Resources: Segmentation Faults

A segmentation fault in Unix-like operating systems is the same as a memory access error in Windows-like operating systems. The basic idea is that your program has tried to read/write data from/to a part of the computer’s memory that the program has not been granted access to.

Debugging a segmentation fault involves identifying the statement(s) of the program which has this behavior. There are three main strategies that I use to identify the bad line. I’m listing them from easier to do and least powerful, to harder to do and most powerful.

1- “Print debugging”. Put output statements in your code. The idea is to get an output statement that occurs immediately before the bad line, so you see the output when the program runs, and an output statement write after the bad line, so you don’t see it when the program runs, because the segmentation fault stops execution. Putting an output statement between every pair of lines in the program is not desirable. Especially since you have to remove them (or comment them out) when debugging has finished.

I use a binary search strategy. Put an output statement at the beginning of the program, one at the end, and one in the middle. Build and run the program. After the segmentation fault occurs, observe the last statement in the output, and the first statement that isn’t in the output. Put another output statement half-way between these statements. Repeat until only one line can be blamed. Now, fix that line. This usually involves adding some more information to the debugging output statement, such as the .size() of a vector, the value of the index being used, etc., to understand how and why the index is out of range.

2- “Memory checker”. Use a program to analyze your program as it runs. This memory checking program can watch for questionable and invalid memory usage, reporting all cases through its output. For example, I use the valgrind program. You use this by running valgrind and telling it to run your program. If you’re doing unit tests from CodeGrinder, try “make valgrind” instead of “make test”. This will run the unit test program, using valgrind, and report valgrind’s findings. Start with the first reported anomaly, understand it, and fix it. Then, build and run again. Repeat until valgrind doesn’t report any anomalies. As with print debugging, you may add output statements immediately before the line that is producing the error to understand the relevant data values to fix the problem.

3- “Debugger”. Use a debugger program to analyze your program as it runs. A debugger is a program that can run your program one step at a time, or more, depending on your ability to communicate your desires to the debugger. The debugger can show you the value of any variable as you go. No need to add debugging output statements, just to remove them later. The downside, is that you need to learn how to use the debugger correctly to get the information and behavior you need. CS2810 students often use the debugger for their assembly programs. It would be a waste not to use debugger skills on your C++ programs too.

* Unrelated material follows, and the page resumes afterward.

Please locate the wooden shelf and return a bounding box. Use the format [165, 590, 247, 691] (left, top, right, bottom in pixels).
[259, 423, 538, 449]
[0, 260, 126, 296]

As stated earlier, the reason for a segmentation fault is invalid memory access by your program. Early in learning C++, the most common way to do this is by using invalid indexes into a vector, string, array, or any other sequential data type with integer indexes. The desired debugging information is 1) the actual index value by displaying it (don’t trust what you think it should be, actually observe it), and 2) the actual size of the object you are indexing into (again, don’t trust what you think, find the actual value).

A segmentation fault may occur when calling class methods, if the object is not actually a valid object.

Once the problem is identified, it may be that code has to change in a different part of the program to make the data structure be correctly sized, or to make the index be correctly calculated.